Cache Coherence — Find the Bug¶

A set of code snippets each containing a cache-coherence performance bug. Identify the issue and propose a fix.

Bug 1¶

type Stats struct {
    Requests int64
    Errors   int64
}

var s Stats

func RecordSuccess() { atomic.AddInt64(&s.Requests, 1) }
func RecordError()   {
    atomic.AddInt64(&s.Requests, 1)
    atomic.AddInt64(&s.Errors, 1)
}

What's wrong: Requests and Errors share a cache line (16 bytes apart at most). Concurrent calls from many cores cause false sharing.

Fix: Pad between the fields:

type Stats struct {
    Requests int64
    _        [56]byte
    Errors   int64
    _        [56]byte
}

Bug 2¶

var counter atomic.Int64

func bump() { counter.Add(1) }

Called from 64 goroutines simultaneously.

What's wrong: Single contended atomic. The line bounces among 64 cores. Throughput plateaus.

Fix: Per-CPU sharded counter:

type Counter struct {
    shards []paddedInt64
}

type paddedInt64 struct {
    v atomic.Int64
    _ [56]byte
}

Bug 3¶

type Cache struct {
    mu   sync.Mutex
    data map[string]Value
    hits int64
    misses int64
}

What's wrong: hits and misses are mutated atomically (typically), but they share a line with data (the map header) and mu. Every map operation invalidates the counters' line; every counter increment invalidates the mutex's line.

Fix: Split hot fields from cold:

type Cache struct {
    hits     atomic.Int64
    _        [56]byte
    misses   atomic.Int64
    _        [56]byte
    mu       sync.Mutex
    data     map[string]Value
}

Bug 4¶

type Locks [8]sync.Mutex

What's wrong: 8 mutexes × 8 bytes each = 64 bytes. All 8 mutexes on a single cache line. Locking any one invalidates the others.

Fix:

type Locks [8]struct {
    mu sync.Mutex
    _  [56]byte
}

Bug 5¶

type Job struct {
    done atomic.Bool
    data [200]byte
}

// Many goroutines read data; one sets done.

What's wrong: done and data share a line. Every Set(done) invalidates the line for readers of data.
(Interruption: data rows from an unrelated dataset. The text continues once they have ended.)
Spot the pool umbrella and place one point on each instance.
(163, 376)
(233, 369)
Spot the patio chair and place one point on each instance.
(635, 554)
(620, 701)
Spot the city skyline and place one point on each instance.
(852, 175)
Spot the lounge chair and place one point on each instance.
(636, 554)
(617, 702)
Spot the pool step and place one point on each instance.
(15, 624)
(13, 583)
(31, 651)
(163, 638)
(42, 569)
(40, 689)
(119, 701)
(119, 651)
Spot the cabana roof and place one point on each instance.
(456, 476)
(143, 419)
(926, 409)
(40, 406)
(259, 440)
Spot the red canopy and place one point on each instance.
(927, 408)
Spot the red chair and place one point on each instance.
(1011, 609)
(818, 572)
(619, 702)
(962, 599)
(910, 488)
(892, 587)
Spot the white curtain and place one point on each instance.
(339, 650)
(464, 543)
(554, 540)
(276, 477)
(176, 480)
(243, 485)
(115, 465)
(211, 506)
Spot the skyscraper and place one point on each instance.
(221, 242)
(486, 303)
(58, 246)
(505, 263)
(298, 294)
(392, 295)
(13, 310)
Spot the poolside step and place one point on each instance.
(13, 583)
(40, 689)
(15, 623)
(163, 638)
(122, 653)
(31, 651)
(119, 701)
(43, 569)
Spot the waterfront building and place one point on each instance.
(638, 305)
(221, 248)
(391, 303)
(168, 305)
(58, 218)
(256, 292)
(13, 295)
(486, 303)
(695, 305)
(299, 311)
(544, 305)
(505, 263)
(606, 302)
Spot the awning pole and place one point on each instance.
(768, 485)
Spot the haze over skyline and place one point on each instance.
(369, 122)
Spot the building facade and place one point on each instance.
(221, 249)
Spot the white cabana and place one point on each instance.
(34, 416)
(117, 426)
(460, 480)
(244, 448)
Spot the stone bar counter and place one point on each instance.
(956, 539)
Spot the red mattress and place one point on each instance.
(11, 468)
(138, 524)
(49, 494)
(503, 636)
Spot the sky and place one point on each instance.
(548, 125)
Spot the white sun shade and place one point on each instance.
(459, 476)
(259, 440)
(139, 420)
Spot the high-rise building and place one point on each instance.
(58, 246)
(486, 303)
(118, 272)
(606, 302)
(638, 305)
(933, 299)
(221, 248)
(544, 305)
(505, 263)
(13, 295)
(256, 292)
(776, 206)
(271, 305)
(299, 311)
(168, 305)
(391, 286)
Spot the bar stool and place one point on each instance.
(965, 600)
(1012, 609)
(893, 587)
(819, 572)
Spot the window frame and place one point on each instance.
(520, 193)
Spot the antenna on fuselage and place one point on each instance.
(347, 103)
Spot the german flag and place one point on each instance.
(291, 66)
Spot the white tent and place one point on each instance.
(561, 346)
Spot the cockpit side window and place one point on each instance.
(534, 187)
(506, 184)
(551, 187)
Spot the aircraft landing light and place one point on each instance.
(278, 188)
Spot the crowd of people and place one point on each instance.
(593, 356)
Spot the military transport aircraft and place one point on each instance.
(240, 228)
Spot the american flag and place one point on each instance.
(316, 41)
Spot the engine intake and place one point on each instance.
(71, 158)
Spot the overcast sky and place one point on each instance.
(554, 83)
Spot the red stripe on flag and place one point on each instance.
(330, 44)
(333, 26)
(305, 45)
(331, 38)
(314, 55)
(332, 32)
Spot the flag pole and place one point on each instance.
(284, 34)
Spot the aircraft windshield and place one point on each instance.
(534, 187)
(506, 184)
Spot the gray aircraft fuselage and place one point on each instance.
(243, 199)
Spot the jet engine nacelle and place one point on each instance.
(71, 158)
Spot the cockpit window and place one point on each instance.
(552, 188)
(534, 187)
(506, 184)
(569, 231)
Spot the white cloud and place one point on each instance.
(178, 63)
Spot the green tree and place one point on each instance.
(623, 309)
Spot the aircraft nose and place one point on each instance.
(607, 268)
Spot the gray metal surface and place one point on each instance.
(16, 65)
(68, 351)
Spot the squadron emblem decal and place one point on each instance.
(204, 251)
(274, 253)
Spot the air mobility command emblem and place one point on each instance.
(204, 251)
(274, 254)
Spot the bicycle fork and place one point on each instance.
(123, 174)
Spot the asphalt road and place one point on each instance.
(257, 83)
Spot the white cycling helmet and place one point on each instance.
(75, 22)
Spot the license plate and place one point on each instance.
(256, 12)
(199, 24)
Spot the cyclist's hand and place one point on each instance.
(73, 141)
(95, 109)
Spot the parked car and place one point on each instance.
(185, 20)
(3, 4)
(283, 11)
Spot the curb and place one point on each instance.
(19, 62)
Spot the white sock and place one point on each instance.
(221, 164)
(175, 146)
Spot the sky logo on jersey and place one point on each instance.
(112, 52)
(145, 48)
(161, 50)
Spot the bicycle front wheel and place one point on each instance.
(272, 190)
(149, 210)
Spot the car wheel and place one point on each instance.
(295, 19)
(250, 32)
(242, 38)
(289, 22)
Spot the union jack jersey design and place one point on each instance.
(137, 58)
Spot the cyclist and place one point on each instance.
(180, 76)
Even though data is read-only after job creation, readers see invalidations.

Fix: Move done to its own line:

type Job struct {
    done atomic.Bool
    _    [63]byte
    data [200]byte
}

Bug 6¶

func bump() {
    pid := getGoroutineID() // not a real function; pretend it exists
    counters[pid%len(counters)].v.Add(1)
}

Where counters is a []struct{ v atomic.Int64 } (no padding).

What's wrong: Sharded, but adjacent counters share lines. Two goroutines hashing to adjacent indices still false-share.

Fix: Pad each slot:

type slot struct { v atomic.Int64; _ [56]byte }
counters := make([]slot, n)

Bug 7¶

var ch = make(chan Job, 1000)

// 64 worker goroutines all receive from ch.

What's wrong: The channel's hchan struct is hot. All 64 workers contend on its internal state.

Fix: Shard the channel:

const N = 8
chans := make([]chan Job, N)
for i := range chans { chans[i] = make(chan Job, 1000) }
// Workers split among chans.

Bug 8¶

var mu sync.RWMutex
var x int

func get() int {
    mu.RLock()
    defer mu.RUnlock()
    return x
}

Called from 64 goroutines, x is updated rarely.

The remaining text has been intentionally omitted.